The measurements were conducted between 16 April–26 July 2019 at the University of Helsinki Station for Measuring Ecosystem – Atmosphere Relations (SMEAR) II (Hari and Kulmala, 2005), which is located in a boreal forest in Hyytiälä, southern Finland (61∘51′ N, 24∘17′ E; 181 m a.s.l.). This station is dominated by Scots pine (Pinus sylvestris), and monoterpenes are found to be the dominating emitted biogenic non-methane VOCs (Barreira et al., 2017; Hakola et al., 2012). The measurement station has been considered a rural background site (Manninen et al., 2010; Williams et al., 2011), and the nearest big city is Tampere, with more than 200 000 inhabitants and located ∼ 60 km to the SW of our measurement site. A sawmill which is located 6–7 km away to the SE of our measurement site can contribute significantly to the OA loading in the case of SE winds, and the sawmill OA composition has been found to resemble biogenic OA a lot (Liao et al., 2011; Äijälä et al., 2017; Heikkinen et al., 2020).

All mass spectrometers were set up in a temperature-controlled measurement container kept at ∼ 25 ∘C. Sampling inlets were located about 1.5 m a.g.l. All data are reported in eastern European time (UTC+2).

The meteorological parameters were continuously monitored at this measurement site. Temperature was monitored with a Pt100 sensor (platinum resistance thermometer with a resistance of 100 Ω at 0 ∘C) inside a ventilated custom-made radiation shield, while wind directions and wind speed were measured with a 2D ultrasonic anemometer (Adolf Thies GmbH & Co. KG), and the global radiation was measured with an EQ08 pyranometer (Carter-Scott Manufacturing Pty. Ltd.). The main wind direction above the canopy during the measurement period was southwest (see Fig. S2). The mixing ratios of ozone (O3) and nitrogen oxides (NO and NO2) were measured with an ultraviolet light absorption analyzer (TEI 49C, Thermo Fisher Scientific Inc.) and a chemiluminescence analyzer (TEI 42CTL, Thermo Fisher Scientific Inc.), respectively.
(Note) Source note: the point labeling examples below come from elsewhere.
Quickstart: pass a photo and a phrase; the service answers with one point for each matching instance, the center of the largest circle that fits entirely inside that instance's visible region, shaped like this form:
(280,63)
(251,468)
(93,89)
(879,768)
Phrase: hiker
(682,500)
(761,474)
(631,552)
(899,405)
The mixing ratios of sulfur dioxide (SO2) were measured with a fluorescence analyzer (TEI 43CTL, Thermo Fisher Scientific Inc.).

An aerosol chemical speciation monitor (ACSM; Aerodyne Research Inc.; Ng et al., 2011) was deployed to continuously measure the non-refractory sub-micrometer aerosol particle chemical composition. The ACSM, which contains a quadrupole mass spectrometer, provided unit-mass-resolution mass spectra every 30 min. This information was chemically speciated to organic, sulfate, nitrate, ammonium, and chloride concentrations by the ACSM analysis software. The mass concentrations of each species were calculated based on frequently conducted ionization efficiency calibrations. The data were corrected for collection efficiency, which was ca. 60 % during the measurement period. The sampling was conducted through a PM2.5 cyclone and a Nafion dryer (RH < 30 %) with a stainless-steel tube of ca. 3 m length and a flow rate of 3 L min-1 (only 1.4 cm3 s-1 into the ACSM). The recorded data were analyzed using the ACSM local v. 1.6.0.3 toolkit (provided by Aerodyne Research Inc.) within the Igor Pro v. 6.37 (WaveMetrics Inc., USA). More details about ACSM operation and data processing can be found in Heikkinen et al. (2020).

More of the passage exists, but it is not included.